Pour les collectivités, le risque n’est pas seulement pénal. Il est aussi budgétaire et politique. En période de crise, l’urgence réduit les marges de négociation, pousse à multiplier les fournisseurs et affaiblit les contrôles habituels. Les grands acheteurs disposent souvent de services juridiques et d’acheteurs publics aguerris. Les petites collectivités, elles, dépendent davantage d’intermédiaires, de réseaux et de circuits d’approvisionnement déjà existants. C’est là que les risques de favoritisme, de pression ou d’opacité augmentent.
Pour les citoyens, l’enjeu est double. D’un côté, il y a la confiance dans l’usage de l’argent public. De l’autre, il y a la question très concrète de la qualité et du prix des protections achetées pendant la crise. Le gouvernement lui-même a reconnu, en 2022, que la pandémie avait mis en lumière le caractère stratégique des masques sanitaires et la nécessité de sécuriser les approvisionnements.
Perspectives : la défense parle de bonne foi, les associations anticorruption demandent de la vigilance
La défense d’Yves Jégo conteste la qualification pénale. Son avocat affirme que l’ancien élu a agi « en toute bonne foi » et « sans la moindre intention frauduleuse », tout en reconnaissant la mise en relation. Cet argument est central : en matière d’infractions à la probité, la justice doit établir plus qu’un simple contact, elle doit caractériser l’intention et le bénéfice recherché.

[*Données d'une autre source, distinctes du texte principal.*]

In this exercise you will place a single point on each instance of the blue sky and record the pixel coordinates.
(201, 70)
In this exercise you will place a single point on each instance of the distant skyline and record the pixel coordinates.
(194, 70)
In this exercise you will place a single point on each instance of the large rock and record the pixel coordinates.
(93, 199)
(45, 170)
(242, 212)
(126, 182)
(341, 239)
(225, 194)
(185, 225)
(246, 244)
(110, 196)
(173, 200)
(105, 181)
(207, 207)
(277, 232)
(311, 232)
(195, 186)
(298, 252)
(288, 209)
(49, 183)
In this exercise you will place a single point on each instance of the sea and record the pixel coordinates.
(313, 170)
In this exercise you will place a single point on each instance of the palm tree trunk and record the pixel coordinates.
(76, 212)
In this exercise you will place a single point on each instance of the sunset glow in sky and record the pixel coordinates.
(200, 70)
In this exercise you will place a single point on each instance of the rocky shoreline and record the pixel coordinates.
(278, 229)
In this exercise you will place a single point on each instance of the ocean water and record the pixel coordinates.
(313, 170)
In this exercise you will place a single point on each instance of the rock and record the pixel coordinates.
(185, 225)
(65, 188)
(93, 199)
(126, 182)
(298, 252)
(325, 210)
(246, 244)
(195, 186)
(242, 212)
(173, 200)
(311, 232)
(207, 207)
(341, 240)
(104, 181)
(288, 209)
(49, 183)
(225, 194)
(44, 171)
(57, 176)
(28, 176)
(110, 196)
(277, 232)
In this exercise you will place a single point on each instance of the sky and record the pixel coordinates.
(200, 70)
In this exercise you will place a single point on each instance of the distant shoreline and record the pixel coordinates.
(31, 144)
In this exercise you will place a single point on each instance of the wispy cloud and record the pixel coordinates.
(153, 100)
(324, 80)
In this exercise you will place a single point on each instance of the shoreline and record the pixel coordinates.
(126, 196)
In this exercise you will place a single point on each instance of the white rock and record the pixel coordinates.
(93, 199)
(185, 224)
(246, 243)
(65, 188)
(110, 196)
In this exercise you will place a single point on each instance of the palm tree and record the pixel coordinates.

Face à cette ligne de défense, les associations anticorruption insistent sur un point : les marchés publics passés dans l’urgence sanitaire ont été un terrain propice aux dérives, parce que la concurrence et la transparence s’y exercent plus difficilement. Transparency International France rappelle que le trafic d’influence fait partie des atteintes à la probité qu’elle traite au quotidien, aux côtés de la corruption, du favoritisme et de la prise illégale d’intérêts.
Le vrai sujet politique dépasse donc un homme. Il touche la manière dont la République encadre les reconversions, les réseaux d’influence et les marchés conclus dans l’urgence. La HATVP rappelle d’ailleurs que les anciens responsables publics ne doivent pas utiliser leurs fonctions pour préparer leur reconversion professionnelle, et qu’un risque pénal peut conduire à une incompatibilité ou à des réserves strictes.
Horizon : ce qu’il faut surveiller dans les prochaines semaines
La suite se jouera devant le juge d’instruction, puis éventuellement devant une juridiction de jugement si les investigations confirment les soupçons. Il faudra aussi suivre la position des co-mis en examen, les éventuelles confrontations et la question, essentielle, de la matérialité des commissions et des contreparties. Dans ce type de dossier, tout se joue sur les pièces, les échanges et la chronologie des commandes.
Au-delà de cette affaire, la question restera la même : comment éviter qu’une crise sanitaire ou budgétaire ne transforme l’accès aux marchés publics en marché de l’influence ? C’est ce point-là qui dira si le dossier Jégo reste un fait divers judiciaire ou s’il devient un signal politique plus large.